- Versie
- Downloaden 46
- Bestandsgrootte 389.96 KB
- Aantal bestanden 1
- Datum plaatsing 28 juli 2019
- Laatst geüpdatet 25 januari 2021
6 juli
Veertiende zondag door het jaar
Lezingen: Zach. 9,9-10; Ps. 145; Rom. 8,9.11-13; Mat. 11,25-30 (A-jaar)
Inleiding
Zacharia 9,9-10
De twee verzen vormen het centrale gedeelte van het hoofdstuk waarmee het tweede deel van het boek Zacharia (9-14) inzet. De sleutelverzen worden voorafgegaan door een goddelijk orakel (zie 9,1) dat het herstel van het land Israël aankondigt (9,1-8), en gevolgd door een orakel dat de bevrijding van het volk in het vooruitzicht stelt (9,11-16). Zowel de bevrijding van het land als van het volk zal het werk zijn van JHWH die daartoe zijn macht zal aanwenden. De centrale verzen 9 en 10 beschrijven de periode die erop volgt: een eigen koning zal zijn opwachting maken, zijn heerschappij zal de hele wereld omvatten en er zal alom vrede heersen. Met de centrale plaatsing van de verzen 9 en 10 lijkt de auteur te willen zeggen: waar het om draait in dit hoofdstuk zijn deze verzen waarin de door God bewerkstelligde toekomst van Israël getekend wordt. Zacharia 9 is dus te karakteriseren als eschatologische profetie.
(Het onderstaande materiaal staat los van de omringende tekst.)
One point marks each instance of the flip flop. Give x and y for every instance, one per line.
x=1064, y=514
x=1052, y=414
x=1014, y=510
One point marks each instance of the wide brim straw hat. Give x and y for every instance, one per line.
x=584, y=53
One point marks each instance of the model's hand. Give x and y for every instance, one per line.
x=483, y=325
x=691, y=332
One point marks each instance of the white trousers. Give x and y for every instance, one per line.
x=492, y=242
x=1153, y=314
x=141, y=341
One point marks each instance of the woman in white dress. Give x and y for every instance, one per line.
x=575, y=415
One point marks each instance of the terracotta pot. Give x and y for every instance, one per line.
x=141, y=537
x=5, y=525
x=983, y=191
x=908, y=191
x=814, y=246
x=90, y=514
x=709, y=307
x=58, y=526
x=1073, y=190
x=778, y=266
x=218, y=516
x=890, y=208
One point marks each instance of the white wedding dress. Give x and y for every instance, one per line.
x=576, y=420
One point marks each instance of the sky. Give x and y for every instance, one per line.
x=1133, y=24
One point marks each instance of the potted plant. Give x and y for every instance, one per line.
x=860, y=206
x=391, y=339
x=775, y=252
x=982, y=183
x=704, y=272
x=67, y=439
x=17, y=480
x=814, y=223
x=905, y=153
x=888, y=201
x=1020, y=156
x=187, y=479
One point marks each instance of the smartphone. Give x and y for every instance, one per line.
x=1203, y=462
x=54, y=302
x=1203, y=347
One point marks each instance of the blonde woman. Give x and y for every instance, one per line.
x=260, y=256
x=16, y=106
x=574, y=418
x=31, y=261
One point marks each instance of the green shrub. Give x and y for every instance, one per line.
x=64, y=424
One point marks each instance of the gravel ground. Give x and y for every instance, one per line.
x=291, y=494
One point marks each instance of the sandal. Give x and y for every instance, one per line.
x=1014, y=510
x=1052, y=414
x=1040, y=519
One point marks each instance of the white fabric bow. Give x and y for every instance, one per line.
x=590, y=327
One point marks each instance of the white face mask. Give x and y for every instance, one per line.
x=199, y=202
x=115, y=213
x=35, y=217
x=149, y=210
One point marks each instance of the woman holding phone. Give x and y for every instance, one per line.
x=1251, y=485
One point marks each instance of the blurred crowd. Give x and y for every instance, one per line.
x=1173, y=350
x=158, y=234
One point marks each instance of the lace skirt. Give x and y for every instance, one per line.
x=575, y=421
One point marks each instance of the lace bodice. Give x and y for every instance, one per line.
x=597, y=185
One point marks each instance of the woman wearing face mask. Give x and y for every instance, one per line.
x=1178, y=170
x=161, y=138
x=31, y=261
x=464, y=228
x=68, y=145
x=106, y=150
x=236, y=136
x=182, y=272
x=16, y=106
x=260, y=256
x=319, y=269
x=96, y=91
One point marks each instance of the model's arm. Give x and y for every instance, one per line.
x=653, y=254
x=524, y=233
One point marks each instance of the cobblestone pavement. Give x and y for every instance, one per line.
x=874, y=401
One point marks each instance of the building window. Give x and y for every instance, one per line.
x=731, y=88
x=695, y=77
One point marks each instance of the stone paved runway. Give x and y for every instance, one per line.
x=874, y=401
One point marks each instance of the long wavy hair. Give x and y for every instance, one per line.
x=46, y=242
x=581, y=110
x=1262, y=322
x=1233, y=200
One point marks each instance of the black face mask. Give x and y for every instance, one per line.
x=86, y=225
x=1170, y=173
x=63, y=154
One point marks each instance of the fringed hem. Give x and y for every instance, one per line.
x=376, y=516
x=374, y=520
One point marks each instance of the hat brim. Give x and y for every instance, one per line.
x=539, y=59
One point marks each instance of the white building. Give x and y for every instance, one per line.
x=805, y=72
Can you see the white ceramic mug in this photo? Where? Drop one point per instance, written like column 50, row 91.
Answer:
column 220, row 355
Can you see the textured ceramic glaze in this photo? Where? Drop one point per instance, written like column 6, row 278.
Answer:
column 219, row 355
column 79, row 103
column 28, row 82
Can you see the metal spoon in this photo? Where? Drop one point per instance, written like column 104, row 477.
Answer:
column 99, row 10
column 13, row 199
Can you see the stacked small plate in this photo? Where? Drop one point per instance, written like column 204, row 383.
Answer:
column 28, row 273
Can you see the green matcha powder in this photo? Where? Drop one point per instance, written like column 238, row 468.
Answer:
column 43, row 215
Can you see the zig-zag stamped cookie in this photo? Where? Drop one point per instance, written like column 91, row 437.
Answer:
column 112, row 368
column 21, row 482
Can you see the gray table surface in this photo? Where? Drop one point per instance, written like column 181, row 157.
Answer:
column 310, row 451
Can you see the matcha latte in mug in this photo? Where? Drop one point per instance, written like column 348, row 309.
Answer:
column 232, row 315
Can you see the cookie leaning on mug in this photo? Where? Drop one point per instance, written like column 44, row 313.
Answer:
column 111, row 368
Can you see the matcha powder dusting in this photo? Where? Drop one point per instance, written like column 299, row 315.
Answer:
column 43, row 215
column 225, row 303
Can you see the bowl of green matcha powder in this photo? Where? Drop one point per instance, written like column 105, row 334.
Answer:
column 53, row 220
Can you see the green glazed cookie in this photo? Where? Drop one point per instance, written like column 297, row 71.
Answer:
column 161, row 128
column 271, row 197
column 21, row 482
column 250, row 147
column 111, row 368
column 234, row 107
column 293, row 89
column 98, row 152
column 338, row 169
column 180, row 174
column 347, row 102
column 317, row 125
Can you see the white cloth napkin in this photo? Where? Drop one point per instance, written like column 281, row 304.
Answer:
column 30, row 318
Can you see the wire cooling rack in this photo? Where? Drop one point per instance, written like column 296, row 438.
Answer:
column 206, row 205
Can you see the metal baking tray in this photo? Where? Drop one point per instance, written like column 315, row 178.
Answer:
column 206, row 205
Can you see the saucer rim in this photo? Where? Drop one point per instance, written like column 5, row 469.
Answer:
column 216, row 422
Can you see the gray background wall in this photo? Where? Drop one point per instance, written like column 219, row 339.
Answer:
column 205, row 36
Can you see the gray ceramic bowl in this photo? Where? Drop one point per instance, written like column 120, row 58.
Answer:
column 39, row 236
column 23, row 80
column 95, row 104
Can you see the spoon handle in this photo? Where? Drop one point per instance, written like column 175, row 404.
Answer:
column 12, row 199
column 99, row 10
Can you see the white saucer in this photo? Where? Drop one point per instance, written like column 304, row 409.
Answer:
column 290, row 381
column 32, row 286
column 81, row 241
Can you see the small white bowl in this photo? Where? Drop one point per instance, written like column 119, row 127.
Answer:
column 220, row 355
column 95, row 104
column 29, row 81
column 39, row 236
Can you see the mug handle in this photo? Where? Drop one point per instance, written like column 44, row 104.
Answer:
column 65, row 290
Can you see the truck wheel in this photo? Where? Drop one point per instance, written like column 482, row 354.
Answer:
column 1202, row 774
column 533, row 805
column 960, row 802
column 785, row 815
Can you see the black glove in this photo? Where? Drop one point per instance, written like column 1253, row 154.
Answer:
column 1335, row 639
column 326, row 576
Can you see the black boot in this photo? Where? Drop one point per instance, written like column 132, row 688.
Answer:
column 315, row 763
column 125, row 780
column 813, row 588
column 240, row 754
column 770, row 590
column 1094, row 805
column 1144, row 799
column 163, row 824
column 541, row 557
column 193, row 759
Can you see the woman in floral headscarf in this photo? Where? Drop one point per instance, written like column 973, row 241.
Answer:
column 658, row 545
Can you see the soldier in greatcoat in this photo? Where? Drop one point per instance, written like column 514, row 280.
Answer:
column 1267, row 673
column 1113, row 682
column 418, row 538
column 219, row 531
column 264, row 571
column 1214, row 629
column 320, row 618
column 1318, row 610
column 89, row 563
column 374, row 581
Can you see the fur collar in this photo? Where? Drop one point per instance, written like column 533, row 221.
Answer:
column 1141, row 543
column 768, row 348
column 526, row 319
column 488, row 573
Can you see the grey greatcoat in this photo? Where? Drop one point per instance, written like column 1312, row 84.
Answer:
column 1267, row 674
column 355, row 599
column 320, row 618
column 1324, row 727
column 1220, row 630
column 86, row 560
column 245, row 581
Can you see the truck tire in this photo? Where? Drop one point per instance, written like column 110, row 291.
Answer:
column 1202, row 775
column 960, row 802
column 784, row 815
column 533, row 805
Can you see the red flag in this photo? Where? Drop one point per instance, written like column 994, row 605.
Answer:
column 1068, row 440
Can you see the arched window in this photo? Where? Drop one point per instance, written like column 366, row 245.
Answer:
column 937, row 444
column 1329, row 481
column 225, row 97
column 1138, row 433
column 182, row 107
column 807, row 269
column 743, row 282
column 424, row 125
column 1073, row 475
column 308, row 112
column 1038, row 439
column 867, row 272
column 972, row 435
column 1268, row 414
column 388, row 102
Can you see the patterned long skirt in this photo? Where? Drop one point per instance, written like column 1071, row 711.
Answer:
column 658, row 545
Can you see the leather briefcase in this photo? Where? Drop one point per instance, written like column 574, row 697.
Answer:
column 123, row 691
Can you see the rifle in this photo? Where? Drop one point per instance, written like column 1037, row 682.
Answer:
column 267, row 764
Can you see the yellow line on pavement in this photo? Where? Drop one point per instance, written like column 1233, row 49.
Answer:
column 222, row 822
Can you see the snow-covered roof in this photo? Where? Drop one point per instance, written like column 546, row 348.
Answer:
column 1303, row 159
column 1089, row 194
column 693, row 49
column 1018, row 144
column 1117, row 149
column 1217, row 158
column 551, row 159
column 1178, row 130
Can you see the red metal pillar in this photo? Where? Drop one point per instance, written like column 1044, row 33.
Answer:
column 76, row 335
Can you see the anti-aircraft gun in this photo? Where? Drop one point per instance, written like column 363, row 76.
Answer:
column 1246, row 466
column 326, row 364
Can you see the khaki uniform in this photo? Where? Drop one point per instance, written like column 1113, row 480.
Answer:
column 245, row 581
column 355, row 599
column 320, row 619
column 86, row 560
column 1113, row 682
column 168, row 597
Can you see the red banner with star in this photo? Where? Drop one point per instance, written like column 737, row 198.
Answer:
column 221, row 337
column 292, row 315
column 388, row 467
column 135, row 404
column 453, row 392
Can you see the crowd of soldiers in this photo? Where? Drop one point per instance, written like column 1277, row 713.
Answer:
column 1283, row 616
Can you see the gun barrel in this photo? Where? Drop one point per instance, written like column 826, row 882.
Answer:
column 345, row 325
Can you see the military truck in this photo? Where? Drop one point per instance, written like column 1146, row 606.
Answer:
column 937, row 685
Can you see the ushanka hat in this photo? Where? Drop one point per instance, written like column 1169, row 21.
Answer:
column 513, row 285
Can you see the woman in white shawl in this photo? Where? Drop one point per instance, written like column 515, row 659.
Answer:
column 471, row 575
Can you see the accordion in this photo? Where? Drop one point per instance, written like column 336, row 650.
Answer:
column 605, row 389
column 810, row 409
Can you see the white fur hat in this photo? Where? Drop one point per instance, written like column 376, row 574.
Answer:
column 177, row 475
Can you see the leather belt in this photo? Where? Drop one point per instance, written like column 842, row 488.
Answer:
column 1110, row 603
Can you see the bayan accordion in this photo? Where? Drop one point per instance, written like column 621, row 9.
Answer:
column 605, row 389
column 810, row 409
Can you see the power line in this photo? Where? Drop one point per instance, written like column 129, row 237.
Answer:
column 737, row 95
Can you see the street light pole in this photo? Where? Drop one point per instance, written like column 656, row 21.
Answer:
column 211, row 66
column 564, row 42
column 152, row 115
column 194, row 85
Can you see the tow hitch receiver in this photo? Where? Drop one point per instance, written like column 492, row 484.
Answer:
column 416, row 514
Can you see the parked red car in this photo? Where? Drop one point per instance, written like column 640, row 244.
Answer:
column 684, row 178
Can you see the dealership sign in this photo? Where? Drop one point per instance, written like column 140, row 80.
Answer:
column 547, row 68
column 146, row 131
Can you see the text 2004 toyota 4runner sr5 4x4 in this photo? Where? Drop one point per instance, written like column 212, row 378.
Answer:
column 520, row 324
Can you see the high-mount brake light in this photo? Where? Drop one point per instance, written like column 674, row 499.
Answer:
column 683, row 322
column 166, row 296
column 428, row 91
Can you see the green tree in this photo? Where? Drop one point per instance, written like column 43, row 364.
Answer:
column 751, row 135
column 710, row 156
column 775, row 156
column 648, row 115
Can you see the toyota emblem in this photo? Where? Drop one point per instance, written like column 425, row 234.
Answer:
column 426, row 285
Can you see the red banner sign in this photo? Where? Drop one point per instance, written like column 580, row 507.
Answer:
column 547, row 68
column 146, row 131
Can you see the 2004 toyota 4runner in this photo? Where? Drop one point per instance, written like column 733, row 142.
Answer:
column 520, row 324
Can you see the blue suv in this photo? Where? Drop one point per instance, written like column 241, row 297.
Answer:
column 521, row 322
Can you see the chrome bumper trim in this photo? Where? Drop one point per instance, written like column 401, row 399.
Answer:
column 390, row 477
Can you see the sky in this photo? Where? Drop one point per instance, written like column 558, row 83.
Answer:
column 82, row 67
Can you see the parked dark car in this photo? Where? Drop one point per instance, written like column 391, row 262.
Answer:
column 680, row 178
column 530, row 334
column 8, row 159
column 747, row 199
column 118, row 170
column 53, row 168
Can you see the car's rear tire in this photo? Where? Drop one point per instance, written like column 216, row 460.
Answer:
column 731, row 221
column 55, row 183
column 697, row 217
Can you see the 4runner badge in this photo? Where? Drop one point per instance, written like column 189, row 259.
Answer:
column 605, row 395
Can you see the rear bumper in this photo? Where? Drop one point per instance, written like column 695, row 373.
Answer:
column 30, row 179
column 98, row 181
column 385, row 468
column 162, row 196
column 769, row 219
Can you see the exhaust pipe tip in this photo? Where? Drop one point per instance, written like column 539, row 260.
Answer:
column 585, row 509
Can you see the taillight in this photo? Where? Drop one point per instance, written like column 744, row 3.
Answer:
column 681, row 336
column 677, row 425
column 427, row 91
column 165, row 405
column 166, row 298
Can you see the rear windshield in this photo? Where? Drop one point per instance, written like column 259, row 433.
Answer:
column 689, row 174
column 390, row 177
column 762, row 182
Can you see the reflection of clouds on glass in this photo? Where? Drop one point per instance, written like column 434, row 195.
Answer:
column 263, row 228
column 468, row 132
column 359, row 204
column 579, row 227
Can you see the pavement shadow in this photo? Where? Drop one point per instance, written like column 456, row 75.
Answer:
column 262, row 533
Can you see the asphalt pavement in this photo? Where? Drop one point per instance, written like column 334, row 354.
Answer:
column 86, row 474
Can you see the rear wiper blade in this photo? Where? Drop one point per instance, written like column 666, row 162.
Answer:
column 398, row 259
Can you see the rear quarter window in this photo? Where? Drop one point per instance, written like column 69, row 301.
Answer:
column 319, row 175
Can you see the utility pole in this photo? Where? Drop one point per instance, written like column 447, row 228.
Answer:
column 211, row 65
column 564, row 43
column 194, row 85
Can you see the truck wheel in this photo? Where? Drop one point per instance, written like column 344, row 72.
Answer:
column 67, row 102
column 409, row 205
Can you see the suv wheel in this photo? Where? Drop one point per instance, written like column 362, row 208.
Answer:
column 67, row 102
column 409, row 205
De wijze waarop de toekomstige koning wordt geschetst vertoont opvallende gelijkenis met de wijze waarop doorgaans in het Nabije Oosten het aantreden van een nieuwe heerser wordt beschreven. Deze betreedt met een intochtprocessie de stad van waaruit hij zal regeren, nadat hij zijn tegenstanders heeft verslagen. De beschrijving in Zacharia 9,9-10 wijkt echter ook op een aantal punten nadrukkelijk af van dit stramien. Door de combinatie van gangbare en afwijkende trekken schetst de profeet het unieke van de te verwachten koning. Op die kenmerken zal ik met name ingaan.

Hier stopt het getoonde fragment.